Heeft u vragen naar aanleiding van de besproken onderwerpen of suggesties voor verbetering van de nieuwsbrief? Wij nodigen u van harte uit deze met ons te delen.
Het was lang wachten, maar vandaag (24 maart 2023) is het dan eindelijk zo ver. De Hoge Raad heeft arrest gewezen in de zaak over bezorgdienst Deliveroo. De Hoge Raad heeft – in lijn met de Rechtbank en Gerechtshof Amsterdam – geoordeeld dat de Deliveroo-koeriers géén zzp’ers zijn en dus werkzaam waren op grond van een arbeidsovereenkomst.
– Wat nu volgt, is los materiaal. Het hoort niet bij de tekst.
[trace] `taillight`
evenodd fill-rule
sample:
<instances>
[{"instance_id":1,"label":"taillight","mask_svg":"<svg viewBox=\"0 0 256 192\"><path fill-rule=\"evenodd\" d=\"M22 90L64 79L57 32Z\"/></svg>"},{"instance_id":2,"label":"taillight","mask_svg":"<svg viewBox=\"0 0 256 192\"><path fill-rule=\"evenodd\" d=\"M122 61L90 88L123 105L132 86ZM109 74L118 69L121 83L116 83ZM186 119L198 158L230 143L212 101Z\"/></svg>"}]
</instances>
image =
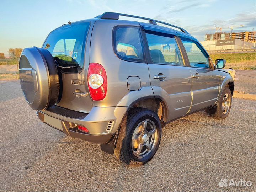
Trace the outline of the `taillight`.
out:
<instances>
[{"instance_id":1,"label":"taillight","mask_svg":"<svg viewBox=\"0 0 256 192\"><path fill-rule=\"evenodd\" d=\"M87 79L89 91L92 100L100 101L104 98L107 94L107 80L102 66L98 63L90 63Z\"/></svg>"}]
</instances>

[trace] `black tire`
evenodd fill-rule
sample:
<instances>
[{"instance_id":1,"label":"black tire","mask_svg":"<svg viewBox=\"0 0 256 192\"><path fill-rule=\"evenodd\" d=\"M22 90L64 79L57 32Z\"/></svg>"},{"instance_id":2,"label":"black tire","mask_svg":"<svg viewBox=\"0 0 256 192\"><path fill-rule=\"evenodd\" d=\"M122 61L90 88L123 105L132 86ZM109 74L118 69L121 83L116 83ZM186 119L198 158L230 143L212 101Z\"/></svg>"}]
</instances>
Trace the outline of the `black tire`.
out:
<instances>
[{"instance_id":1,"label":"black tire","mask_svg":"<svg viewBox=\"0 0 256 192\"><path fill-rule=\"evenodd\" d=\"M56 102L62 88L59 75L48 50L36 47L23 50L19 63L19 76L23 95L31 108L45 110Z\"/></svg>"},{"instance_id":2,"label":"black tire","mask_svg":"<svg viewBox=\"0 0 256 192\"><path fill-rule=\"evenodd\" d=\"M156 126L156 141L151 150L148 150L145 156L139 158L134 154L132 138L137 126L143 121L149 120ZM133 166L143 165L154 156L157 150L162 133L162 128L158 115L154 112L144 108L133 109L128 113L121 125L120 132L114 150L117 158L122 161ZM148 138L148 140L153 137Z\"/></svg>"},{"instance_id":3,"label":"black tire","mask_svg":"<svg viewBox=\"0 0 256 192\"><path fill-rule=\"evenodd\" d=\"M227 111L224 114L223 111L222 104L224 96L228 95L230 98L230 105ZM232 105L232 94L231 91L228 87L225 87L220 97L217 105L214 107L206 110L206 112L208 113L214 117L219 119L224 119L228 116L231 109Z\"/></svg>"}]
</instances>

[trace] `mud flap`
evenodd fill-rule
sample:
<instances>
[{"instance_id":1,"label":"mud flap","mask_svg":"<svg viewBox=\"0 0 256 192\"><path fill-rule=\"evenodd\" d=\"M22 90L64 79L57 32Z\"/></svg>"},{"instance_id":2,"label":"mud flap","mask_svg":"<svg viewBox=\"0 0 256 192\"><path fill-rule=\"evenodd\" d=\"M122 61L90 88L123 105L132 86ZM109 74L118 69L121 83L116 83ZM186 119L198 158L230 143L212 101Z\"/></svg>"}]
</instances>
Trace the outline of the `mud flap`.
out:
<instances>
[{"instance_id":1,"label":"mud flap","mask_svg":"<svg viewBox=\"0 0 256 192\"><path fill-rule=\"evenodd\" d=\"M101 144L101 149L109 154L114 153L114 150L116 145L117 138L119 134L119 130L113 134L110 140L105 144Z\"/></svg>"}]
</instances>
De maaltijdkoeriers werkten in eerste instantie op basis van een arbeidsovereenkomst, maar in 2018 besloot Deliveroo de maaltijdkoeriers in het vervolg te laten werken als zzp’er, op basis van een overeenkomst van opdracht. Vakbond FNV besloot in een rechtszaak een arbeidsovereenkomst voor de maaltijdkoeriers te vorderen. Deze zaak is van cruciaal belang, te meer omdat Nederland in het derde kwartaal van 2022 ruim 1,2 miljoen zzp’ers telde.
De vraag die centraal stond: voldoen de tussen Deliveroo en haar koeriers overeengekomen rechten en plichten aan de wettelijke omschrijving die art. 7:610 BW geeft aan een arbeidsovereenkomst? Zowel de rechtbank als het Gerechtshof Amsterdam oordeelden dat dit het geval is. Deliveroo ging in cassatie. Ingevolge artikel 7:610 BW is iemand werknemer die in dienst van een ander, tegen loon en gedurende een zekere tijd arbeid verricht. Het criterium ‘in dienst van een ander’, ook wel bekend als de ‘gezagsrelatie’, stond met name centraal in deze procedure.
Deliveroo-koeriers zijn géén zzp’ers, maar werknemers.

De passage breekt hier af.